2000 All-Ireland Intermediate Hurling Championship

Championship Details
- Dates: 28 May – 23 September 2000
- Teams: 12

All Ireland Champions
- Winners: Tipperary (5th win)
- Captain: Declan Corcoran
- Manager: Brendan Bonnar

All Ireland Runners-up
- Runners-up: Galway
- Manager: Josie Harte

Provincial Champions
- Munster: Tipperary
- Leinster: Kilkenny
- Ulster: Not Played
- Connacht: Not Played

Championship Statistics
- Matches Played: 13
- Total Goals: 40 (3.07 per game)
- Total Points: 336 (25.07 per game)
- Top Scorer: Declan Browne (6-47)

= 2000 All-Ireland Intermediate Hurling Championship =

Hurling championship

The 2000 All-Ireland Intermediate Hurling Championship was the 17th staging of the All-Ireland Intermediate Hurling Championship since its establishment by the Gaelic Athletic Association in 1961. The championship ran from 28 May to 23 September 2000.

Galway entered the championship as the defending champions.

The All-Ireland final was played at the Gaelic Grounds in Limerick on 30 August 2000 between Tipperary and Galway, in what was their first meeting in the final in 28 years. Tipperary won the match by 2-17 to 1-10 to claim a fifth All-Ireland title overall and a first title in 28 years.

Tipperary's Declan Browne was the championship's top scorer with 6-47.

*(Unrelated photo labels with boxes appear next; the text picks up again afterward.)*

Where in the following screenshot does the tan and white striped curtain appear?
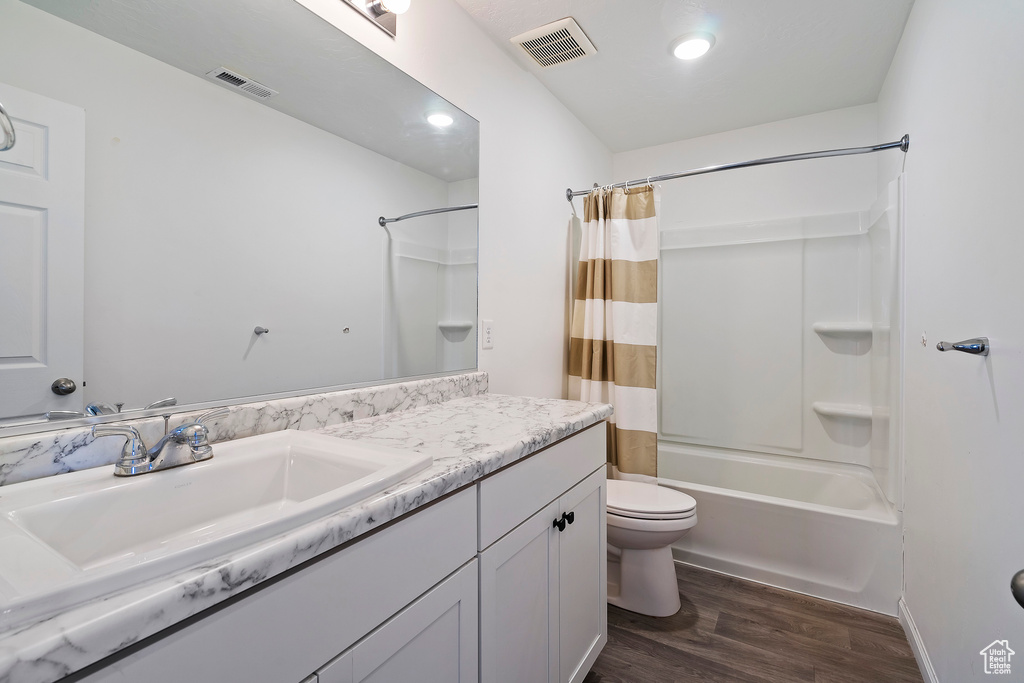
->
[568,187,658,477]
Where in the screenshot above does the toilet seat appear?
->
[607,479,697,520]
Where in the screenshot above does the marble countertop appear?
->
[0,394,611,683]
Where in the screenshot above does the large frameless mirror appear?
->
[0,0,479,435]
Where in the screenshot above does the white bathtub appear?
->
[658,442,902,615]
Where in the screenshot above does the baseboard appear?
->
[899,598,939,683]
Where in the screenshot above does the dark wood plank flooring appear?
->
[584,565,922,683]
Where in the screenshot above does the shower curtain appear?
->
[568,186,658,478]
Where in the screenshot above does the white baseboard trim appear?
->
[899,598,939,683]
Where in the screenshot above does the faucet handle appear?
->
[92,425,150,475]
[196,408,231,425]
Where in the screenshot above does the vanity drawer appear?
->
[477,421,607,550]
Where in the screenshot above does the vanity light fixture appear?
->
[672,33,715,59]
[427,112,455,128]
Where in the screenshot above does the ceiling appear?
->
[457,0,913,152]
[25,0,479,182]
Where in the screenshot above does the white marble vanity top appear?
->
[0,394,611,683]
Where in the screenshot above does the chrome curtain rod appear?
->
[377,204,477,227]
[565,135,910,202]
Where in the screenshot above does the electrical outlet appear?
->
[480,321,495,349]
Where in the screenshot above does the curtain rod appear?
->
[377,204,477,227]
[565,134,910,202]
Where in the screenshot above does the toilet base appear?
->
[608,547,682,616]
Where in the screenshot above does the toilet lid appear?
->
[607,479,697,519]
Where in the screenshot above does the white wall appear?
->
[878,0,1024,683]
[299,0,611,397]
[613,104,880,473]
[0,0,447,408]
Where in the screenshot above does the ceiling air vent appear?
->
[206,67,278,99]
[512,16,597,67]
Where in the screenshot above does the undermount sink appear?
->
[0,430,431,631]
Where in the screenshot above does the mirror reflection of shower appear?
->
[378,191,478,377]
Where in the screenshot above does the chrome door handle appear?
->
[935,337,988,355]
[1010,569,1024,607]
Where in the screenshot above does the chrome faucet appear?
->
[92,408,229,477]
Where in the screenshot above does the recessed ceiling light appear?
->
[672,33,715,59]
[427,114,455,128]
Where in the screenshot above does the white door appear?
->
[0,83,85,420]
[480,501,559,683]
[557,467,608,683]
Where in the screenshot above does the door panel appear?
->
[558,467,608,683]
[0,84,85,420]
[480,501,558,683]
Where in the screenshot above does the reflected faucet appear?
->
[92,408,230,477]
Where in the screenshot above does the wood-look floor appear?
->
[584,565,922,683]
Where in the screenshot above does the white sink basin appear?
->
[0,430,431,630]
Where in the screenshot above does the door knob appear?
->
[50,377,78,396]
[1010,569,1024,607]
[935,337,988,355]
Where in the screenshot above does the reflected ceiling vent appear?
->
[512,16,597,67]
[206,67,278,99]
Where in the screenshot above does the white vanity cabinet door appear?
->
[479,467,607,683]
[480,501,558,683]
[316,560,478,683]
[556,468,608,683]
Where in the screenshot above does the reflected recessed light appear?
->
[672,33,715,59]
[427,114,455,128]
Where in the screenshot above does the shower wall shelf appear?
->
[437,321,473,332]
[813,323,871,337]
[811,400,873,420]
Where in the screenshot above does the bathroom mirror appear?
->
[0,0,479,434]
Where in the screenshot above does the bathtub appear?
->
[658,442,903,615]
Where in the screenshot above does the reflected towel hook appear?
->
[0,100,17,152]
[935,337,989,355]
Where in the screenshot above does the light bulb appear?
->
[427,114,455,128]
[672,33,715,59]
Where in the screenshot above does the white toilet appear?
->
[606,479,697,616]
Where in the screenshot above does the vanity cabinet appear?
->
[74,423,607,683]
[479,425,607,683]
[313,560,477,683]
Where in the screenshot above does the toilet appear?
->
[606,479,697,616]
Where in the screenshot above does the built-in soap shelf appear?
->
[437,321,473,332]
[812,323,871,337]
[811,400,872,420]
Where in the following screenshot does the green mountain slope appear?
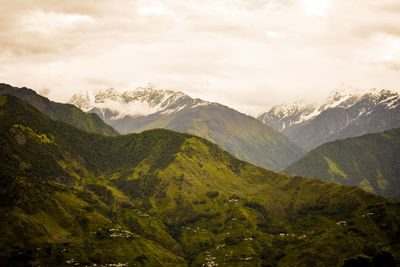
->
[0,96,400,266]
[0,83,119,136]
[284,129,400,199]
[106,103,304,171]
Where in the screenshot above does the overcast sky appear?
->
[0,0,400,113]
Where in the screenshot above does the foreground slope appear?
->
[258,89,400,151]
[284,129,400,199]
[70,88,303,171]
[0,96,400,266]
[0,83,118,136]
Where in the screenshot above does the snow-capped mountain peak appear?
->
[69,86,209,119]
[258,88,400,150]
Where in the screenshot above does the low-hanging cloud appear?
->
[0,0,400,113]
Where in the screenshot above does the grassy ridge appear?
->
[0,96,400,266]
[0,84,119,136]
[284,129,400,199]
[103,103,304,171]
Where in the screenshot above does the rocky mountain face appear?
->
[0,84,119,136]
[0,95,400,266]
[258,89,400,151]
[70,87,304,171]
[284,129,400,200]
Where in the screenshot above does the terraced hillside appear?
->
[0,95,400,266]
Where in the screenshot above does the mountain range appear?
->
[0,95,400,266]
[258,89,400,151]
[70,87,304,171]
[284,129,400,200]
[0,83,119,136]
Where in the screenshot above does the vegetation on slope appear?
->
[284,129,400,199]
[107,103,304,171]
[0,83,119,136]
[0,96,400,266]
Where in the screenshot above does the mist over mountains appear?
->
[258,89,400,151]
[70,87,303,171]
[0,95,400,266]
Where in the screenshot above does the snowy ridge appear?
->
[69,86,210,120]
[258,87,400,131]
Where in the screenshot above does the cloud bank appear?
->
[0,0,400,111]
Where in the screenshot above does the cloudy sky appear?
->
[0,0,400,113]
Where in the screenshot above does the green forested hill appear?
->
[284,129,400,199]
[0,83,119,136]
[0,95,400,266]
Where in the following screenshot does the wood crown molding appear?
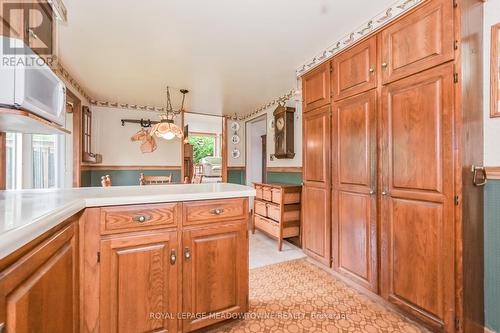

==Championship statistics==
===Top scorers===

- Overall

| Rank | Player | Team | Tally | Total | Matches | Average |
| 1 | Declan Browne | Tipperary | 6-47 | 65 | 5 | 13.00 |
| 2 | Ollie O'Connor | Kilkenny | 1-21 | 24 | 4 | 6.00 |
| 3 | Brian Cunningham | Galway | 1-14 | 17 | 2 | 8.50 |
| Owen Behan | Kilkenny | 1-14 | 17 | 5 | 3.40 |
| 5 | Jonathan O'Callaghan | Cork | 1-13 | 16 | 3 | 5.33 |

===Miscellaneous===

- Tipperary's Declan Browne set a number of scoring records in the Munster Championship. His 4-12 against Waterford became the highest personal tally ever recorded by a player in a match. Browne's overall tally of 5-30 during the three games was also the highest score ever recorded by a player in a single Munster Championship campaign. He also overtook Kerry's Declan Lovett to become the top scorer in the history of the Munster Championship.